Rs 1 lakh investment in these guaranteed-income schemes becomes Rs 1.44 lakh in 5 years, offers Rs 1.5 lakh 80C tax benefit a year
5-year SBI FD vs 5-year post office FD: Did you know that money parked in a five-year fixed deposit (FD) not only grows steadily and safely but also helps you avail income tax benefits up to Rs 1.5 lakh in a financial year? This article compares two such term deposit instruments. Read on to learn more.
Five-year fixed deposit (FD) interest rate: Did you know that money parked in a five-year fixed deposit not only grows steadily but also helps you avail income tax benefits up to Rs 1.5 lakh in a financial year? Here’s a lowdown on how a sum of money invested in five-year FDs at State Bank of India (SBI) and at the post office grows over time, with examples. First things first, let's take a look at the interest rates offered by SBI and the India Post on fixed deposits (FDs) in these maturity options.
First things first, let's compare the interest rates.
SBI vs Post Office: Interest rate
SBI five-year FD interest rate: With effect from December 27, 2023, SBI pays interest of 6.5 per cent and 7.5 per cent per annum (including an additional premium of 50 basis points under the SBI We-care scheme) on domestic term deposits up to Rs 2 crore to general and senior citizen depositors, respectively, according to the PSU bank's portal, sbi.co.in.
Post office five-year FD interest rate: India Post, on the other hand, pays interest at the rate of 7.5 per cent per annum to all its depositors in the five-year Time Deposit small savings scheme account, according to its website, indiapost.gov.in.
Interest in both types of FDs is calculated quarterly.
Here's a summary of how an investment of Rs 1 lakh grows at the end of each year in both options:
Period | SBI five-year FD | Post office five-year FD | |
General | Senior citizen | All depositors | |
End of first year | 1,06,660 | 1,07,713 | 1,07,713 |
End of second year | 1,13,763 | 1,16,022 | 1,16,022 |
End of third year | 1,21,340 | 1,24,971 | 1,24,971 |
End of fourth year | 1,29,422 | 1,34,611 | 1,34,611 |
End of fifth year (maturity) | 1,38,041 | 1,44,994 | 1,44,994 |
Calculations based on information from the websites of SBI and India Post |
Understanding the difference between yearly compounding and quarterly compounding
Quarterly compounding and yearly compounding are two common methods used in finance to calculate interest on investments or loans.
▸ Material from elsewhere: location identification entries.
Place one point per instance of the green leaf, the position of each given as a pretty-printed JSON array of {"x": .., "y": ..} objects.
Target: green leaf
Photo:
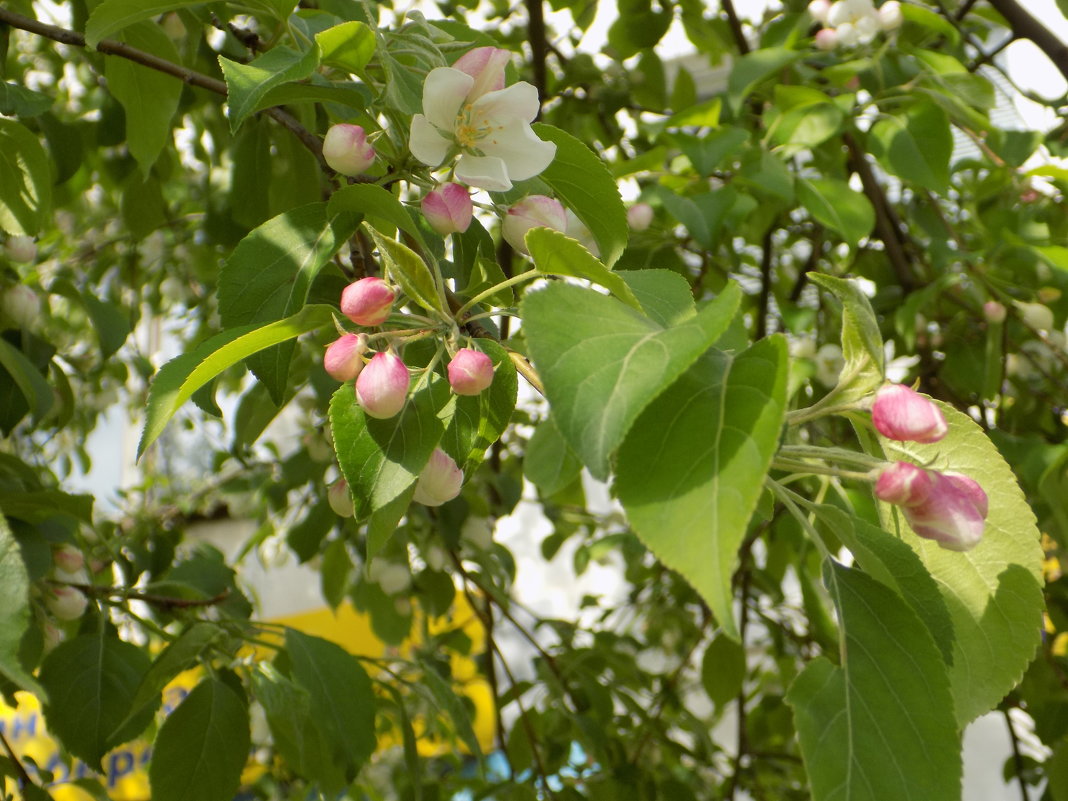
[
  {"x": 26, "y": 179},
  {"x": 382, "y": 458},
  {"x": 14, "y": 610},
  {"x": 692, "y": 468},
  {"x": 602, "y": 362},
  {"x": 202, "y": 747},
  {"x": 558, "y": 254},
  {"x": 861, "y": 340},
  {"x": 148, "y": 97},
  {"x": 340, "y": 694},
  {"x": 478, "y": 421},
  {"x": 347, "y": 46},
  {"x": 833, "y": 204},
  {"x": 91, "y": 681},
  {"x": 179, "y": 378},
  {"x": 880, "y": 725},
  {"x": 549, "y": 462},
  {"x": 247, "y": 83},
  {"x": 409, "y": 271},
  {"x": 28, "y": 379},
  {"x": 915, "y": 145},
  {"x": 114, "y": 15},
  {"x": 583, "y": 184},
  {"x": 16, "y": 100},
  {"x": 269, "y": 275},
  {"x": 993, "y": 592}
]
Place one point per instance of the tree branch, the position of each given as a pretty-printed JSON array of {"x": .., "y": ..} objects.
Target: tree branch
[{"x": 111, "y": 47}]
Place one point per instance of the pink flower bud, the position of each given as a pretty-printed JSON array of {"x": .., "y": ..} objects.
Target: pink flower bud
[
  {"x": 381, "y": 387},
  {"x": 902, "y": 413},
  {"x": 827, "y": 38},
  {"x": 532, "y": 211},
  {"x": 340, "y": 499},
  {"x": 891, "y": 16},
  {"x": 818, "y": 10},
  {"x": 448, "y": 208},
  {"x": 439, "y": 482},
  {"x": 68, "y": 559},
  {"x": 470, "y": 372},
  {"x": 994, "y": 312},
  {"x": 486, "y": 65},
  {"x": 65, "y": 602},
  {"x": 346, "y": 150},
  {"x": 367, "y": 301},
  {"x": 640, "y": 216},
  {"x": 949, "y": 508},
  {"x": 344, "y": 357}
]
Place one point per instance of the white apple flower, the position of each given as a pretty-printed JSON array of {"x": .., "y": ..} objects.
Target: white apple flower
[{"x": 491, "y": 129}]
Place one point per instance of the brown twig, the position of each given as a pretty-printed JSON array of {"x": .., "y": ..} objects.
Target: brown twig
[{"x": 112, "y": 47}]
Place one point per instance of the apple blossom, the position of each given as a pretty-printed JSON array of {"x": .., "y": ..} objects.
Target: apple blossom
[
  {"x": 532, "y": 211},
  {"x": 640, "y": 216},
  {"x": 367, "y": 301},
  {"x": 346, "y": 150},
  {"x": 344, "y": 357},
  {"x": 448, "y": 208},
  {"x": 902, "y": 413},
  {"x": 470, "y": 372},
  {"x": 439, "y": 482},
  {"x": 381, "y": 388},
  {"x": 464, "y": 109},
  {"x": 949, "y": 508}
]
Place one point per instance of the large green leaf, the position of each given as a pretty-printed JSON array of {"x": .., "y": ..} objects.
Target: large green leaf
[
  {"x": 558, "y": 254},
  {"x": 833, "y": 204},
  {"x": 14, "y": 609},
  {"x": 247, "y": 83},
  {"x": 602, "y": 362},
  {"x": 382, "y": 458},
  {"x": 915, "y": 145},
  {"x": 340, "y": 695},
  {"x": 91, "y": 681},
  {"x": 880, "y": 725},
  {"x": 584, "y": 185},
  {"x": 269, "y": 275},
  {"x": 993, "y": 592},
  {"x": 26, "y": 179},
  {"x": 148, "y": 97},
  {"x": 179, "y": 378},
  {"x": 692, "y": 468},
  {"x": 202, "y": 747}
]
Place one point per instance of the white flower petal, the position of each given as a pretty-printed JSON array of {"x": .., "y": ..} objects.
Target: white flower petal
[
  {"x": 515, "y": 143},
  {"x": 426, "y": 143},
  {"x": 518, "y": 100},
  {"x": 443, "y": 93},
  {"x": 485, "y": 172}
]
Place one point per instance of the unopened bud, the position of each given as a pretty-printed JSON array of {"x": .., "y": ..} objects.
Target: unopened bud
[
  {"x": 470, "y": 372},
  {"x": 486, "y": 65},
  {"x": 344, "y": 357},
  {"x": 640, "y": 216},
  {"x": 347, "y": 151},
  {"x": 994, "y": 312},
  {"x": 367, "y": 301},
  {"x": 535, "y": 210},
  {"x": 902, "y": 413},
  {"x": 439, "y": 482},
  {"x": 381, "y": 388},
  {"x": 448, "y": 208},
  {"x": 340, "y": 499},
  {"x": 20, "y": 249}
]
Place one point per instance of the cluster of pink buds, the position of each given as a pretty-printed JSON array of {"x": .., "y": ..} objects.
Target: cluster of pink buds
[{"x": 949, "y": 508}]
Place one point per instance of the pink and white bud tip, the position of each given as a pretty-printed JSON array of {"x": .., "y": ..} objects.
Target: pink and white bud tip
[
  {"x": 367, "y": 301},
  {"x": 904, "y": 414}
]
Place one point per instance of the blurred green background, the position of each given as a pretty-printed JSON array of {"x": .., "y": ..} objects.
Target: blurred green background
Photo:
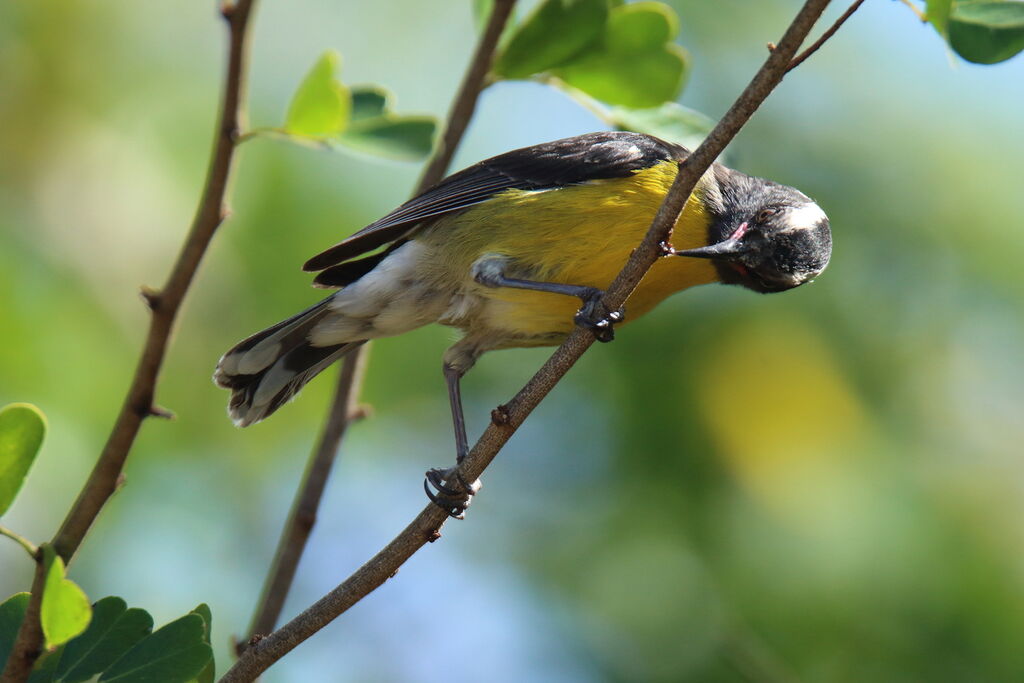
[{"x": 825, "y": 485}]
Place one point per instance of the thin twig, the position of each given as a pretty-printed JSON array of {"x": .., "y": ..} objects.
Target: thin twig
[
  {"x": 19, "y": 540},
  {"x": 825, "y": 36},
  {"x": 297, "y": 529},
  {"x": 465, "y": 100},
  {"x": 164, "y": 305},
  {"x": 303, "y": 514},
  {"x": 507, "y": 419}
]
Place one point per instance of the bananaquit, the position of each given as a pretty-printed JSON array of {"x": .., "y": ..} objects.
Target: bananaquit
[{"x": 506, "y": 250}]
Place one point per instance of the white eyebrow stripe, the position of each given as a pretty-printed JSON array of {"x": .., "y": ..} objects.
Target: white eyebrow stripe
[{"x": 804, "y": 217}]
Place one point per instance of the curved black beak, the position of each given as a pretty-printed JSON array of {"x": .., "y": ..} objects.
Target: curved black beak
[{"x": 729, "y": 250}]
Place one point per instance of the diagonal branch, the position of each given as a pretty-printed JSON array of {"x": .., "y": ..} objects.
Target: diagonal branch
[
  {"x": 166, "y": 302},
  {"x": 799, "y": 59},
  {"x": 342, "y": 410},
  {"x": 506, "y": 419},
  {"x": 164, "y": 305}
]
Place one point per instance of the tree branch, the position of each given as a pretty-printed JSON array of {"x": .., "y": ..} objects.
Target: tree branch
[
  {"x": 825, "y": 36},
  {"x": 469, "y": 91},
  {"x": 164, "y": 305},
  {"x": 299, "y": 525},
  {"x": 303, "y": 515},
  {"x": 506, "y": 419}
]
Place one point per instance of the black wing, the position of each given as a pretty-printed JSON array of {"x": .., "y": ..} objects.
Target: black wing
[{"x": 565, "y": 162}]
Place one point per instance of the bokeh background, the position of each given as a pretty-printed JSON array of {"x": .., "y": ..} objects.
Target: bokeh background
[{"x": 824, "y": 485}]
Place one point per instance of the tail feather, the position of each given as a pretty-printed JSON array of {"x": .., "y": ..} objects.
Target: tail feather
[{"x": 266, "y": 370}]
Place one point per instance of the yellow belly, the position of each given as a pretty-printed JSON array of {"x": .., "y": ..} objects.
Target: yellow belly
[{"x": 579, "y": 235}]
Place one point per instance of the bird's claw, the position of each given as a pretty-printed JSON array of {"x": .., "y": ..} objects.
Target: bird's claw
[
  {"x": 452, "y": 500},
  {"x": 595, "y": 316}
]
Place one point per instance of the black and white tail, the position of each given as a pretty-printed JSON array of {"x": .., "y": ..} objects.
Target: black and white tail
[{"x": 266, "y": 370}]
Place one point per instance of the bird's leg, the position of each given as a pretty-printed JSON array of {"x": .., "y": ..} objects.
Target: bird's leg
[
  {"x": 489, "y": 271},
  {"x": 453, "y": 497}
]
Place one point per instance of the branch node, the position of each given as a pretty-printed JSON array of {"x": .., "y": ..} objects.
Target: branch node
[
  {"x": 360, "y": 412},
  {"x": 151, "y": 297},
  {"x": 162, "y": 413},
  {"x": 500, "y": 416}
]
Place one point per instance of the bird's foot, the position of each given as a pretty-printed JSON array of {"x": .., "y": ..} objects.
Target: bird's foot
[
  {"x": 452, "y": 493},
  {"x": 595, "y": 316}
]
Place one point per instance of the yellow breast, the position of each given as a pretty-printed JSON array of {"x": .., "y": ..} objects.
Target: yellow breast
[{"x": 578, "y": 235}]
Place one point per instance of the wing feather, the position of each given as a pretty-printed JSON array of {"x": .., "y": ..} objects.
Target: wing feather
[{"x": 566, "y": 162}]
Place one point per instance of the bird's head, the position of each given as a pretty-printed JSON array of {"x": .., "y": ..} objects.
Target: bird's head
[{"x": 766, "y": 237}]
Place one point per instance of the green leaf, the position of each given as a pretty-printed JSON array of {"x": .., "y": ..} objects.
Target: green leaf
[
  {"x": 11, "y": 613},
  {"x": 937, "y": 12},
  {"x": 22, "y": 431},
  {"x": 65, "y": 611},
  {"x": 114, "y": 631},
  {"x": 174, "y": 653},
  {"x": 556, "y": 32},
  {"x": 370, "y": 101},
  {"x": 635, "y": 65},
  {"x": 208, "y": 673},
  {"x": 481, "y": 11},
  {"x": 407, "y": 138},
  {"x": 986, "y": 33},
  {"x": 671, "y": 122},
  {"x": 321, "y": 105}
]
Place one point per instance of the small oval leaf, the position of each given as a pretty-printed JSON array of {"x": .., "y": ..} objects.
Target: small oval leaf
[
  {"x": 321, "y": 105},
  {"x": 555, "y": 32},
  {"x": 208, "y": 674},
  {"x": 22, "y": 430},
  {"x": 174, "y": 653},
  {"x": 11, "y": 613},
  {"x": 407, "y": 138},
  {"x": 65, "y": 611},
  {"x": 986, "y": 33},
  {"x": 370, "y": 101},
  {"x": 634, "y": 66},
  {"x": 114, "y": 630},
  {"x": 671, "y": 122}
]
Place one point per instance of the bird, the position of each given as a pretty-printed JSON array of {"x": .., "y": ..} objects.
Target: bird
[{"x": 516, "y": 251}]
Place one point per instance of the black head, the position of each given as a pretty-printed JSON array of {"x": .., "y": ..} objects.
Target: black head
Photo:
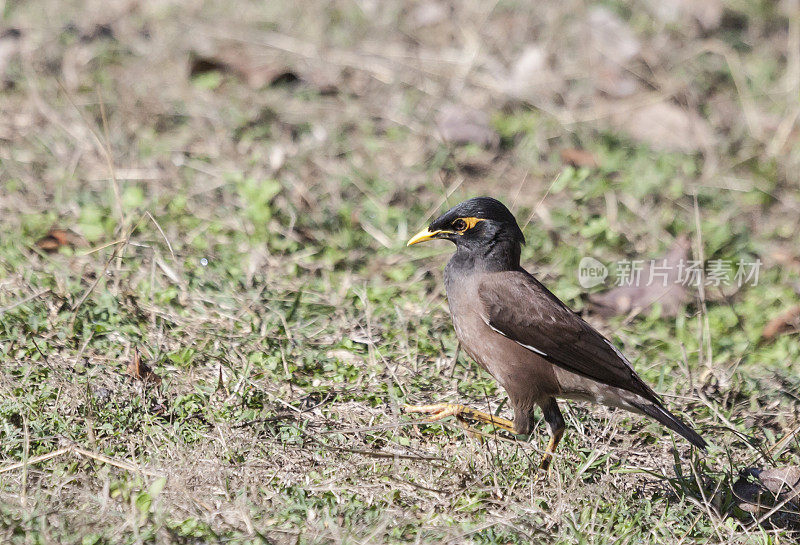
[{"x": 481, "y": 226}]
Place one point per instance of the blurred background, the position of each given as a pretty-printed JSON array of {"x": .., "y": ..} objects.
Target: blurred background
[{"x": 217, "y": 195}]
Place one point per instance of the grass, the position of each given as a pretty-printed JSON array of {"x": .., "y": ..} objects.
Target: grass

Both lead to slightly different results as quarterly compounding, as the name suggests, involves calculating interest four times a year whereas yearly compounding involves calculating interest only once a year. However, the main difference lies in the frequency of compounding, which affects the overall amount of interest accumulated.
With the same interest rate, which compounding method yields a higher return?
Quarterly compounding results in slightly higher returns due to more frequent compounding periods.
SBI FD vs post office FD: Income tax on five-year term deposit
Investments in the five-year maturity option of fixed deposits are eligible for deduction of taxable income up to Rs 1.5 lakh in a financial year. In other words, by investing in a five-year fixed deposit, individuals can avail of tax benefits up to Rs 1.5 lakh in a financial year while ensuring their funds grow steadily over time.
This makes the five-year FD a popular choice among investors looking to save on taxes while earning a stable return on their investment.
Is the interest earned taxable?
Yes, the interest earned on such FDs is treated as 'income from other sources' and is taxable as per income tax laws.